Latest figures reveal that 74 people have died on building sites already this year, an increase of 14 per cent on last year’s figures. Tragically, it is feared that the figure for construction fatalities will rise further before March 31, the end of the recording year.
Alan Ritchie, general secretary of UCATT, said: "One death on a building site is one death too many. The lives of building workers cannot be reduced to a financial cost. The government must reverse these cuts and put extra resources into ensuring that this inherently dangerous industry is made safer."
The increase in fatalities has occurred alongside the massive cutbacks at the Health and Safety Executive, the body responsible for inspecting workplaces. The HSE are being forced to cut 283 jobs by 2008. The job losses come on top of year on year real term financial cuts at the HSE since 2002.
Further cuts are expected as the organisations' parent body, the Department of Work and Pensions, will be forced to make cuts of five per cent from its spending over the next three years.

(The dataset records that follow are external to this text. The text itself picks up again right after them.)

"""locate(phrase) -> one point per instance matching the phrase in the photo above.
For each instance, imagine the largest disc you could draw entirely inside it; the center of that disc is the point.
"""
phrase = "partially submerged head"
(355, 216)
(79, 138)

Research shows that workplaces only receive an HSE inspection once every 13 years. Further job losses are expected to further reduce the number of workplace inspections undertaken.
On behalf of 1,750 inspectors, scientists and other professionals in the Health and Safety Executive, Prospect negotiator Mike MacDonald said: "The government’s refusal to back the call for proper resources for inspection and accident investigation ignores the stack of evidence that enforcing the law is the most effective motivator for business to improve health and safety standards.
"In addition to the families devastated by the rise in construction site fatalities, there are numerous other lives wrecked by horrendous injuries at work who will never get justice because the cutbacks have resulted in a restriction of the accident selection criteria used to prompt an investigation."
Mark Serwotka, PCS general secretary, said: "This is a shocking statistic and should be a wake up call to the government who should be investing in safety rather than crude cost cutting. The HSE do a vital job in protecting the UK workforce from cowboy employers and careless practices. Cutting jobs and resources leads to fewer inspections which in turn results in tragic consequences."
Construction is the most dangerous profession in Britain. In recent years deaths on building sites had been slowly decreasing but the latest news shows an alarming trend in the wrong direction.